Un doppio passaggio sotterraneo su cui peserebbe in alcuni punti, secondo la perizia tecnica dell’accusa, il passato utilizzo di cemento depotenziato, motivo per cui dieci persone sono state rinviate a giudizio nel giugno del 2014. «In caso di terremoto – ha affermato in udienza il pm Antonino Fanara – potrebbe crollare tutto. Uno dei due tratti sarebbe ormai concluso e si rischia di buttare via altri soldi. Lavorare dentro queste gallerie potrebbe essere un fattore di pericolo».
Diversa la posizione degli avvocati difensori che si sono opposti alla richiesta. «So che in contraddittorio – spiega l’avvocato Carmelo Peluso, difensore del consorzio appaltatore Uniter – sono stati concordati degli interventi proprio per mettere in sicurezza l’opera e per evitare problemi, anche se non ho idea di quali possano essere. La nuova ditta ha assunto l’onere con la stazione appaltante di realizzare l’opera a regola d’arte e a quanto mi risulta è sicura».
La decisione sulla richiesta avanzata dall’accusa sarà sciolta nella prossima udienza dalla seconda sezione penale del Tribunale presieduta da Ignazia Barbarino.
Decadono intanto alcune ipotesi accusatorie grazie alla prescrizione. A beneficiare della legge ex Cirielli sono l’ingegnere Tuccio D’Urso, all’epoca direttore dell’ufficio speciale emergenza traffico e il dirigente del dipartimento del ministero dei Trasporti Elena Molinaro. Per entrambi l’accusa era di falsità ideologica in atti pubblici. Al palo restano invece le posizioni degli altri imputati accusati a vario titolo di truffa aggravata in concorso e frode nella pubbliche forniture. Secondo l’accusa, nei cantieri sarebbe stato utilizzato cemento di bassa qualità. Nel mirino degli investigatori anche i lavori di impermeabilità dei tunnel sotterranei e la collocazione, in maniera difforme rispetto al progetto, dell’attrezzatura utilizzata per il getto in opera delle campate.
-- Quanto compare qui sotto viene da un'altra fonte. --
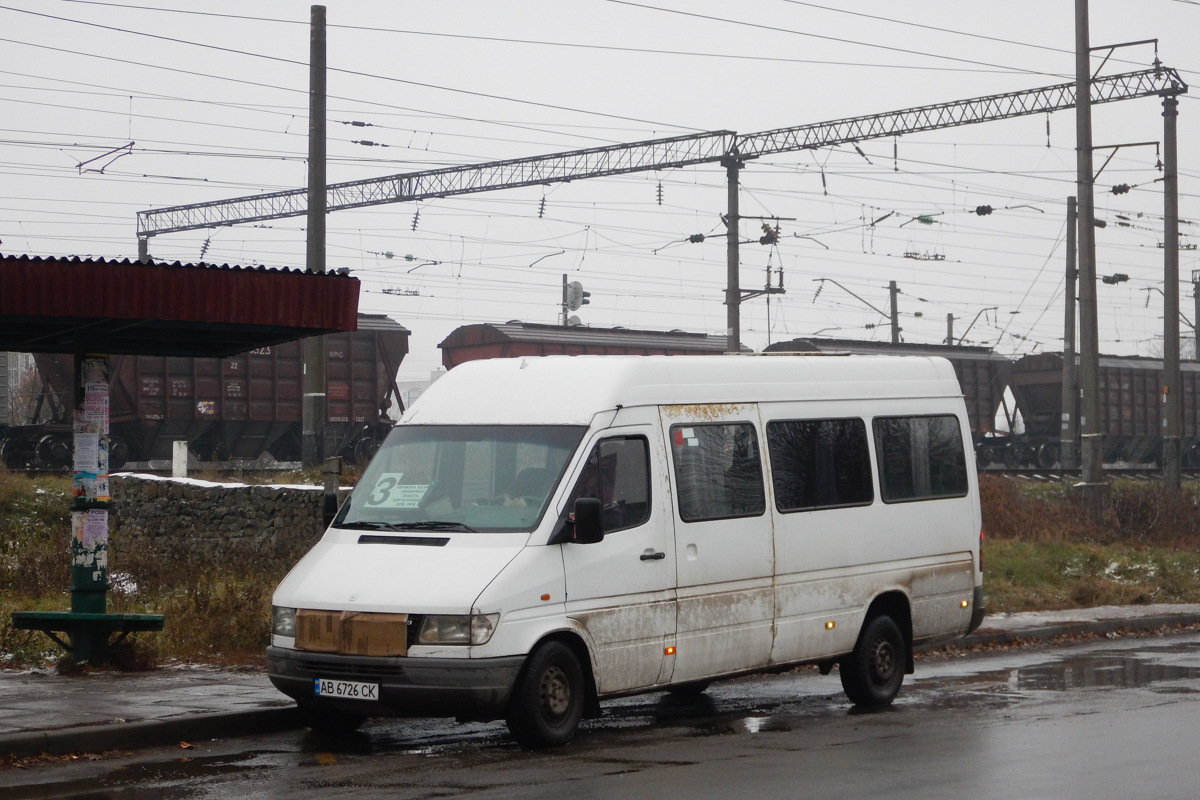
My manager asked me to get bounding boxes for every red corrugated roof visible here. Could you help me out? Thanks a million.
[0,255,359,355]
Sul banco degli imputati, ma fisicamente assente, l’avvocato Santo Campione, ex numero uno di Sigenco spa. Società che all’epoca dei fatti faceva parte, insieme alle aziende degli imprenditori Concetto Bosco e Mimmo Costanzo, del consorzio Uniter, vincitore della gara d’appalto della metropolitana. Alla Sigenco tuttavia, per problemi economici è stato revocato l’appalto che è stato affidato da parte del commissario liquidatore di Uniter alla Tecnis di Costanzo, inserita nello stesso consorzio.
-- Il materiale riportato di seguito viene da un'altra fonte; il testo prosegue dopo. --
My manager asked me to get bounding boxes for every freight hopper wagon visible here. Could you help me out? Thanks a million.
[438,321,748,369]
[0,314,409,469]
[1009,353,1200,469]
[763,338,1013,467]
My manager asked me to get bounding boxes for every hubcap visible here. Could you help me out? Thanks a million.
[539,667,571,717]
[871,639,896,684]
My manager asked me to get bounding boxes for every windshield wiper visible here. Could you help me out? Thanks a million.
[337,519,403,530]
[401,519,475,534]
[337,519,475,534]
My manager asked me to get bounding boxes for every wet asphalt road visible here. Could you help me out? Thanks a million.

Campione inoltre, secondo la Procura etnea, come recentemente emerso in un’altra operazione denominata White knight , tra novembre e dicembre 2012 insieme al figlio Pietro, avrebbe sottratto ingenti disponibilità finanziarie alla sua azienda. Motivo per cui gli inquirenti hanno disposto un sequestro preventivo di 3,4 milioni di euro accusandoli di bancarotta fraudolenta, truffa e falso.